Hoechst exclusion assay

4T1 cells (living culture) were incubated with 5 μg/ml Hoechst 33342 dye for 30 to 60 minutes at 37°C following a modified protocol previously published [26]. The Hoechst staining was monitored by fluorescence microscopy using the DAPI channel. Micrographs were taken when there was a clear difference in the intensity of the fluorescence signal between slowly and rapidly dividing cells. Slowly dividing cells were identified by staining for Vybrant CM-diI.

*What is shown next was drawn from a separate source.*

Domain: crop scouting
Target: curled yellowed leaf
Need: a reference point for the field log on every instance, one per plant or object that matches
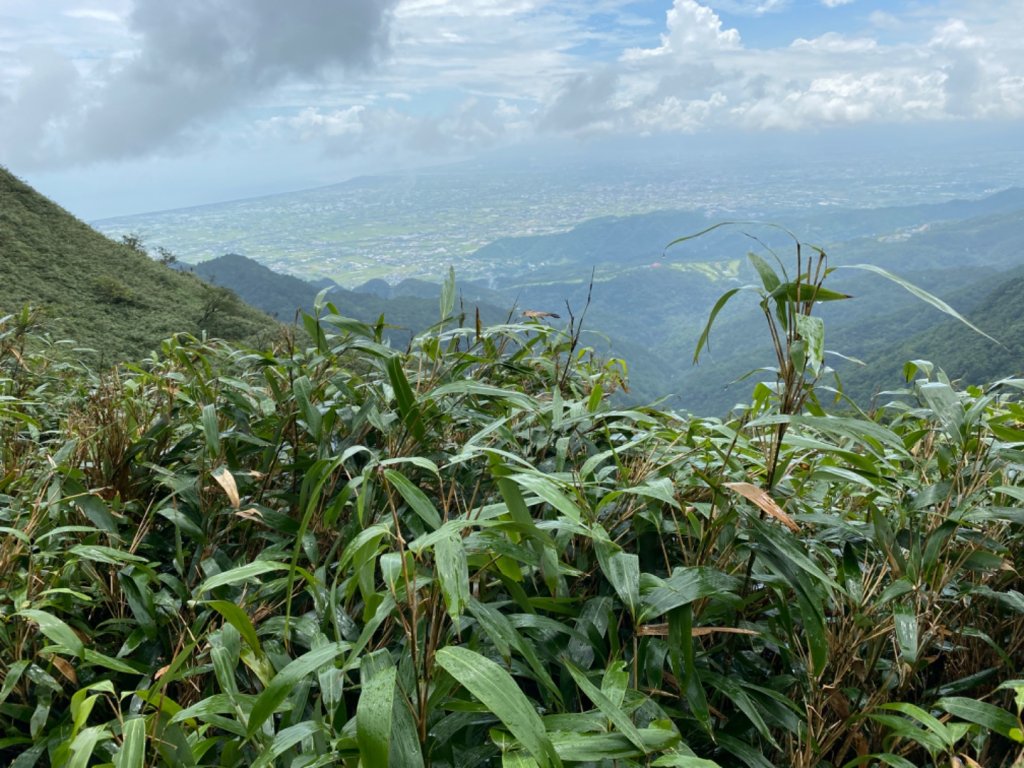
(226, 480)
(764, 502)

Immunocytochemistry and flow cytometry

For immunocytochemistry, cells were grown on coverslips and cultivated in the absence or presence of DC or other reagents. Cells were fixed with 4% p-formaldehyde in phosphate-buffered saline (PBS) for 20 minutes and then permeabilized by incubation with 0.2% Triton X-100 in PBS for 5 minutes at room temperature. Nonspecific binding sites were saturated using a blocking solution of 3% ovalbumin/2% donkey serum in PBS. Primary and secondary antibodies were diluted in 0.1% ovalbumin/PBS. Cells were stained with Hoechst to visualize the nuclei. Epifluorescence microscopy was performed with an Axiophot microscope (Carl Zeiss MicroImaging, Inc.) equipped with a Spot II CCD camera. Confocal fluorescence microscopy was performed using a Zeiss LSM510 confocal laser scanning microscope equipped with a two-photon argon laser at 488 nm (Cy2), 543 nm (Cy3), or 633 nm (Cy5, Alexa Fluor 647), respectively.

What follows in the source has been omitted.